@MrMooseAZ
- About SpriteSheets
Spritesheets are a best practice for most of the games, but not for all of them. Use spritesheets if you don’t have “levels” in your game (e.g. Flight Control, Fruit Ninja) or if you have levels that last for some seconds of gameplay (e.g. Angry Birds) and involve a significant subset of your total assets (>5%).
Don’t use spritesheets if your game has micro-levels with minimal graphics (e.g. Moron Test) and a demand for very quick transitions among them (no loading screens). In this case your spritesheet(s) would be the total of all your assets (to avoid loading screens) and should be loaded in memory for the whole session: pure waste of memory! So, you would prefer to have traditional images that would keep the texture-memory low in-play and this way you would retain the option to have as many levels (assets) as you want, without being constrained by the total memory-size of your spritesheet(s).
2) About Memory Management
Corona has no memory issues by its own, but you should be very careful with your Lua code. Except of selecting the proper graphics presentation method for your assets (images/spritesheets) I would advice you to use the following technique:
a) Make a scene management module or use the Director class (but be sure to understand the code and if necessary to change it according to your needs)
b) Make a testing project with 3 scenes. Write some code to your main or ideally to a “controller” module so that you can manage the flow between the 3 levels. Make them empty in the beginning and just place a button to proceed to the next one (with calling a “nextLevel()” function from the controller.

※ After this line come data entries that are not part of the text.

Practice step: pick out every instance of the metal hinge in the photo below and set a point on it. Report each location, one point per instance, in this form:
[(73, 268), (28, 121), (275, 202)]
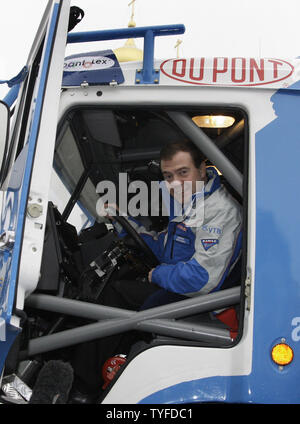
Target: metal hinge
[(7, 240), (248, 288)]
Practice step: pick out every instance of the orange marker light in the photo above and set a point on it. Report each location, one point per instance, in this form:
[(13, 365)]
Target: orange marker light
[(282, 354)]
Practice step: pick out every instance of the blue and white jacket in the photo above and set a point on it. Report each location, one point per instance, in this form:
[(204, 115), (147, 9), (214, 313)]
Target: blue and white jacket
[(195, 259)]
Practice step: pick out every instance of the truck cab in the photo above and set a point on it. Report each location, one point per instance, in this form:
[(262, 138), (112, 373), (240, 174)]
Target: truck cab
[(85, 119)]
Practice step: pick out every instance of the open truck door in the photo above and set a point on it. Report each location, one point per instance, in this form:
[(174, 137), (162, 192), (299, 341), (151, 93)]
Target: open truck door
[(25, 196)]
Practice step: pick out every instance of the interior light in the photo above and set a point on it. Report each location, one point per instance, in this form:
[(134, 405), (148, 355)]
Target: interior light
[(282, 354), (213, 121)]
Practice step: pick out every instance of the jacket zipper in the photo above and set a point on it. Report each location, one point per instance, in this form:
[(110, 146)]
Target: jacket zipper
[(172, 246)]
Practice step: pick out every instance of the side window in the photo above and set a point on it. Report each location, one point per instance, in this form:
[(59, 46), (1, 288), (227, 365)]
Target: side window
[(67, 174)]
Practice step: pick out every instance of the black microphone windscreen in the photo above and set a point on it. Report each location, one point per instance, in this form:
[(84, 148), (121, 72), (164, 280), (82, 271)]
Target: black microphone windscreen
[(53, 383)]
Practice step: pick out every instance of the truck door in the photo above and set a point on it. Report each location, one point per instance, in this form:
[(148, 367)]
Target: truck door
[(28, 168)]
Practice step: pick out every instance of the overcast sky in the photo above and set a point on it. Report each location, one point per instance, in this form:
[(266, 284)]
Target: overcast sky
[(268, 28)]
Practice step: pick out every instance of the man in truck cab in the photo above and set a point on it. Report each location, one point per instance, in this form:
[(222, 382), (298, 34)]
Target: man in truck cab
[(195, 254)]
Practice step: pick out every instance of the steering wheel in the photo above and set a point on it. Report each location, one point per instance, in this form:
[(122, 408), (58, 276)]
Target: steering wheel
[(138, 240)]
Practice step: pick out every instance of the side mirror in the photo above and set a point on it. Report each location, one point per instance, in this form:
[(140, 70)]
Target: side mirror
[(4, 135)]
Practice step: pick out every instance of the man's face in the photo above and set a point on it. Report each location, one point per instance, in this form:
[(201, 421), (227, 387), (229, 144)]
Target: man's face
[(181, 169)]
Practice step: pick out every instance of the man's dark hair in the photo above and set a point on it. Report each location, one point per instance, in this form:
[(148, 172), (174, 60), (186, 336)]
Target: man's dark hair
[(170, 150)]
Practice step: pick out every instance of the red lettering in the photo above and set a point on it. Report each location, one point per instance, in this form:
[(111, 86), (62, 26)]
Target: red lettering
[(219, 71), (275, 67), (233, 69), (181, 72), (201, 70), (260, 71)]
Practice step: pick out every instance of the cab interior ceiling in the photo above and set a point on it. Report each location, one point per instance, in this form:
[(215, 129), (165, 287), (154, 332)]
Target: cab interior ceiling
[(113, 141)]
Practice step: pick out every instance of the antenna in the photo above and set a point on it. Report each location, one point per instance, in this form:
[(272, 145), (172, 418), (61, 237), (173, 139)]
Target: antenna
[(178, 42), (131, 22)]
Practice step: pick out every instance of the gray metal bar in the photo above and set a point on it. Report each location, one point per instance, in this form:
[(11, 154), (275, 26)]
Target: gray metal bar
[(206, 145), (231, 134), (132, 320), (75, 307), (198, 332), (183, 308)]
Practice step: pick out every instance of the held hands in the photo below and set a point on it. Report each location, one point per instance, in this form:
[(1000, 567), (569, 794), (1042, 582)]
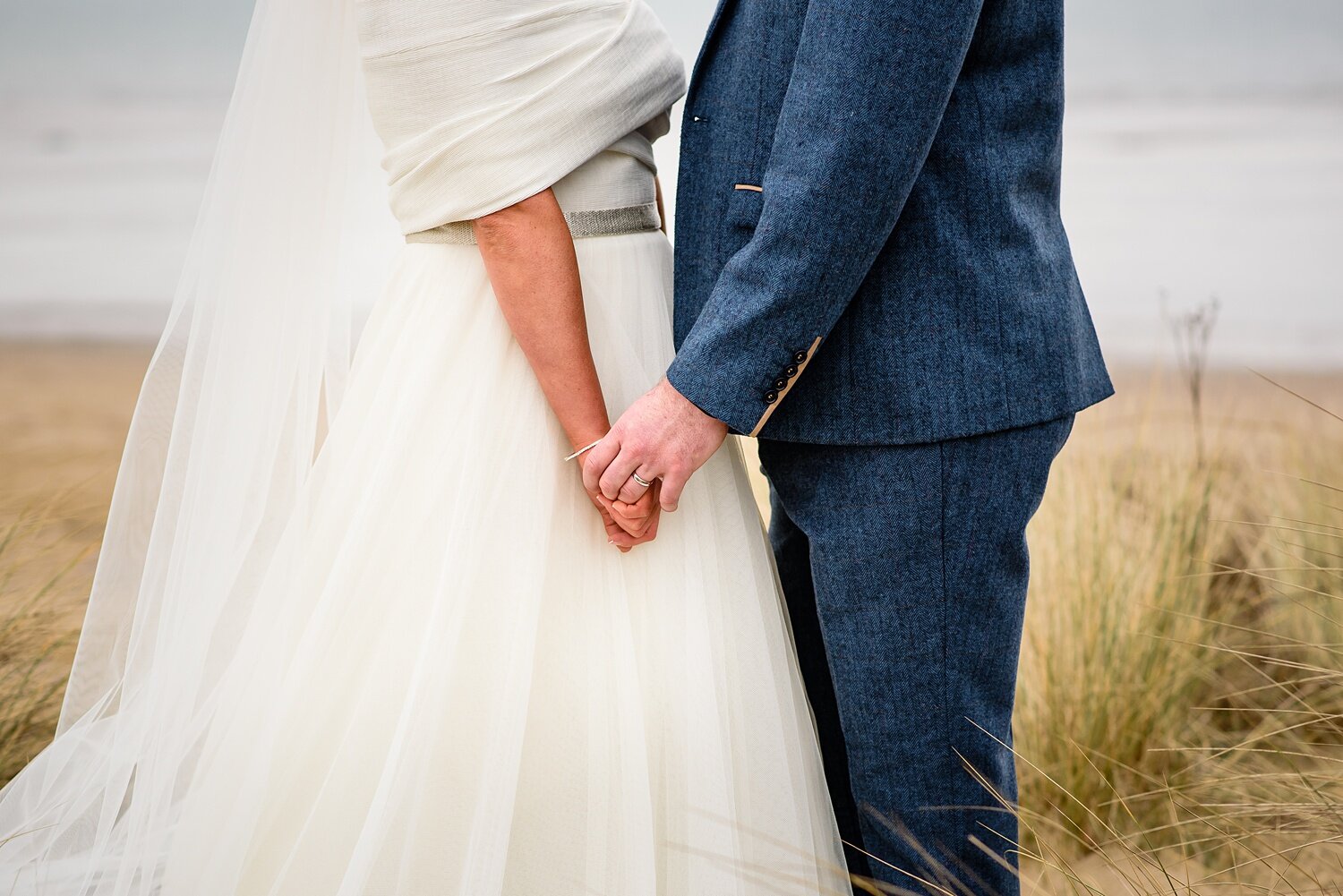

c) When changing screens (levels) have a print message that outputs the Lua memory used. Make some cycles through your levels (with tapping the buttons in them). Collect prints for about 4-5 cycles at least. Spot the number for the first level.
YOU WANT THIS NUMBER TO BE THE SAME IN ALL YOUR CYCLES
…or at least to flunctuate around a value (but not to be increasing!).
The method above is a guarantee that your code doesn’t leave garbages that the Garbage Collector cannot delete (memory leaks).
Throughout your development cycle, test your code within this sort of cyclical memory testbed. Don’t abandon it!
In case you opt for using spritesheets (which is the most probable) you can be sure that SpriteGrabber passes this cyclical test without leaving garbages.